Rates are unlikely to be cut tomorrow despite inflation at 3.8%, mortgage experts predict.
The consumer price index (CPI), which measures the increase in the cost of goods and services over the past year, may not have risen higher in August than it did in July. But this still means households are spending 3.8% more on many items this year than in the same period in 2024.
So there remains a lot of pressure on our finances.
Alice Haine, personal finance analyst at Bestinvest by Evelyn Partnerssaid it provided little relief for cash-strapped households still struggling with overstretched budgets.
She said: “Continued inflation is also unwelcome news for Chancellor Rachel Reeves as she prepares for her autumn budget.”
Haine added: “With inflation remaining at almost double the Bank of England’s 2% target, this may prompt a more cautious attitude to further rate cuts.”
The BoE will announce its next interest rate decision tomorrow. And most experts agree that they will likely keep them on hold rather than push them back further.
David Hollingworth, Deputy Director at L&C Mortgages said: “Inflation was expected to remain unchanged, so holding at 3.8% has followed the forecast. As a result, there is unlikely to be a significant shift in market interest rates that could impact mortgage borrowers.
“It won’t change what we can expect from tomorrow’s base rate decision, which will be a hold-on favourite.”
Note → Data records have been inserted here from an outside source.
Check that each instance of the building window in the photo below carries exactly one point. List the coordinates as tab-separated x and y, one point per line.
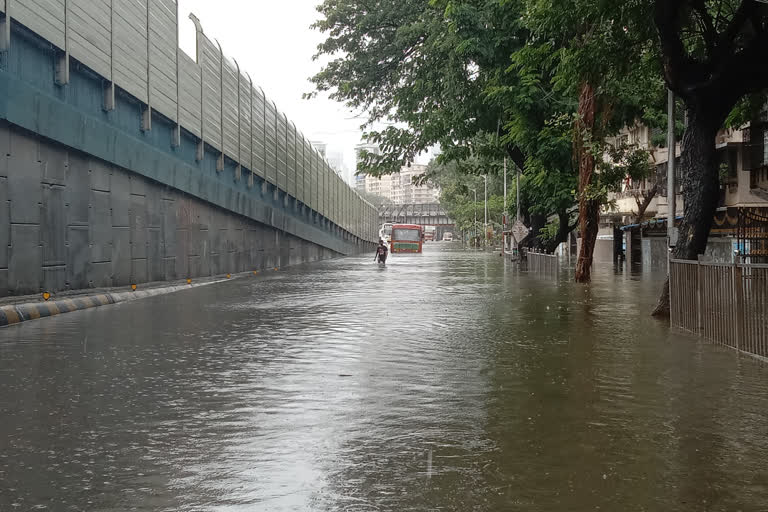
765	146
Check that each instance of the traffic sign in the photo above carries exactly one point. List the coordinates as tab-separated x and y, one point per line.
519	231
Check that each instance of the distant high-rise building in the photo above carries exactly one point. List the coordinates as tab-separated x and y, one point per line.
321	147
361	181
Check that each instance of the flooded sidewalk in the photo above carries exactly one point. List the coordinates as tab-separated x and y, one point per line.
445	381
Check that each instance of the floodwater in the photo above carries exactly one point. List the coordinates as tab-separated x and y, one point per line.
441	382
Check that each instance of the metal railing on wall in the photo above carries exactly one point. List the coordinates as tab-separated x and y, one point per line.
544	264
724	303
134	46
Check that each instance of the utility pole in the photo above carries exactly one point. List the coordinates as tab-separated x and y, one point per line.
474	226
485	216
671	199
504	213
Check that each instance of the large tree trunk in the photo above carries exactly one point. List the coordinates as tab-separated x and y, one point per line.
563	230
589	209
700	185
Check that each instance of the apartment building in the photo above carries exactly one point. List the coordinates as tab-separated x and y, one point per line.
399	188
741	222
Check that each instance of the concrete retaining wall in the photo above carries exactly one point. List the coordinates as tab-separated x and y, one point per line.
69	221
93	198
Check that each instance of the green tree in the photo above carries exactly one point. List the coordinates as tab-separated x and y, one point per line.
714	55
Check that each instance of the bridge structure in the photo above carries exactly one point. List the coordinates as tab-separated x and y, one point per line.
123	160
427	214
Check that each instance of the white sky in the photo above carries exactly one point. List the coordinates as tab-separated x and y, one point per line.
272	41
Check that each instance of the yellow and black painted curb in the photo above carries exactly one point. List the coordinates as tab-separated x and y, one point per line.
17	313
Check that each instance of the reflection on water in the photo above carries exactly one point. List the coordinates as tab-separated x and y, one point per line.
441	382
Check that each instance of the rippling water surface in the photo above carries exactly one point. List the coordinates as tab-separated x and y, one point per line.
442	382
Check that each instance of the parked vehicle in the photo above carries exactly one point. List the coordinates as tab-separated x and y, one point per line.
406	238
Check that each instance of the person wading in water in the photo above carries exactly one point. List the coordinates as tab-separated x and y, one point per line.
381	253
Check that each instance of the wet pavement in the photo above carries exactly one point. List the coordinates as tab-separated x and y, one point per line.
441	382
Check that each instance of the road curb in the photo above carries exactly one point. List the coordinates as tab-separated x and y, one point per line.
17	313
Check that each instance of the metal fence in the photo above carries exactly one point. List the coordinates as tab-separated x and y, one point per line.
545	264
724	303
133	45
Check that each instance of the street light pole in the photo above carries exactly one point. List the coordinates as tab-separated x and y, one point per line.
504	213
474	226
671	199
485	216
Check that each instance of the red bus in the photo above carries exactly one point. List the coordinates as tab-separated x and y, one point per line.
406	238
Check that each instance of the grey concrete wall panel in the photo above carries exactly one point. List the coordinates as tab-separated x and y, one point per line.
78	257
89	33
155	263
55	163
54	278
307	173
120	199
144	55
212	93
314	180
76	198
24	189
299	167
100	275
121	256
281	150
54	226
44	17
100	222
229	102
162	57
100	175
5	222
26	259
270	141
139	227
189	94
246	97
130	47
290	160
259	143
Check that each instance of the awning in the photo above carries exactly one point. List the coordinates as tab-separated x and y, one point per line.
651	222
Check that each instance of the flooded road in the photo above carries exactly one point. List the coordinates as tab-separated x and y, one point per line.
443	382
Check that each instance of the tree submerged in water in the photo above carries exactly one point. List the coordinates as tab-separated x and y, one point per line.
714	55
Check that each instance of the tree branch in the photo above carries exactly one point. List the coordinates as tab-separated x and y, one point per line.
667	19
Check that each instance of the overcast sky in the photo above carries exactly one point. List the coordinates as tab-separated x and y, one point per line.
272	41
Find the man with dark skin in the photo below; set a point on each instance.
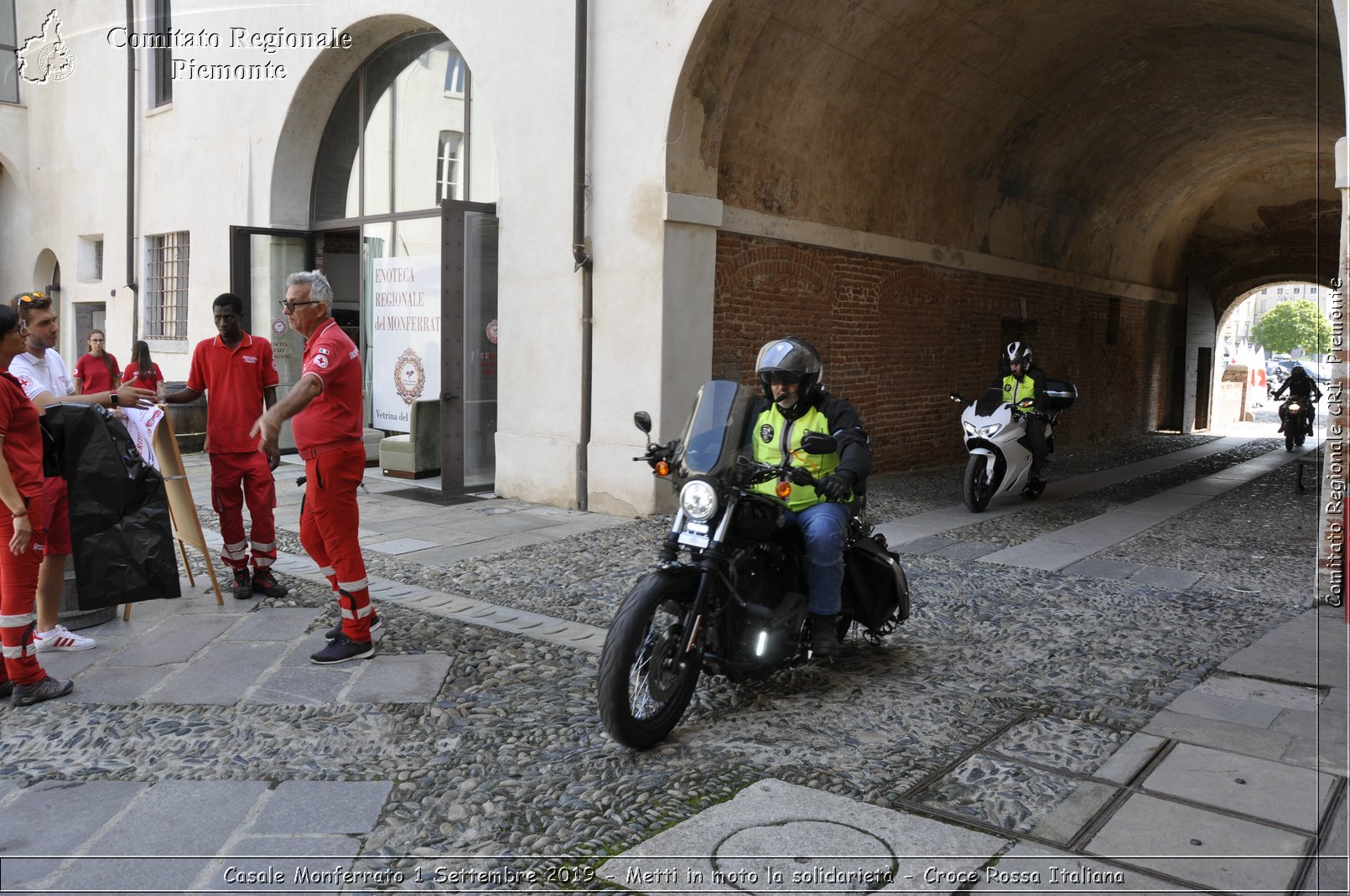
(238, 374)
Meanwhile, Craig Fish, director of London-based Lodestone Mortgagesspeaking to the Newspage agency, said he thought lenders would remain cautious.
“Don’t be lulled into thinking that current inflation rates mean the cost of living crisis is easing,” he warned. “While the CPI has remained stable at 3.8%, daily life still feels more expensive for most households.
“Borrowers should not expect an immediate decline in mortgage rates as lenders will remain cautious until they see consistent evidence of inflation cooling. As for the real estate market, demand is likely to remain resilient due to a shortage of homes for sale, but higher borrowing costs will continue to act as a handbrake on activity.”
Hollingworth agreed that interest rates won’t start falling until a “sustainable path” for inflation is clear.
He added: “It is expected that inflation could rise further before easing, so borrowers will have to wait for signs of improvement before they can hope for a return to inflation. interest rate reduction.
“Mortgage rates have been rising in recent weeks as the ‘higher for longer’ interest rate outlook has taken a toll on lenders’ funding. While that hasn’t sent rates soaring, it’s certainly forcing borrowers to make quicker decisions and act quickly to secure a deal.”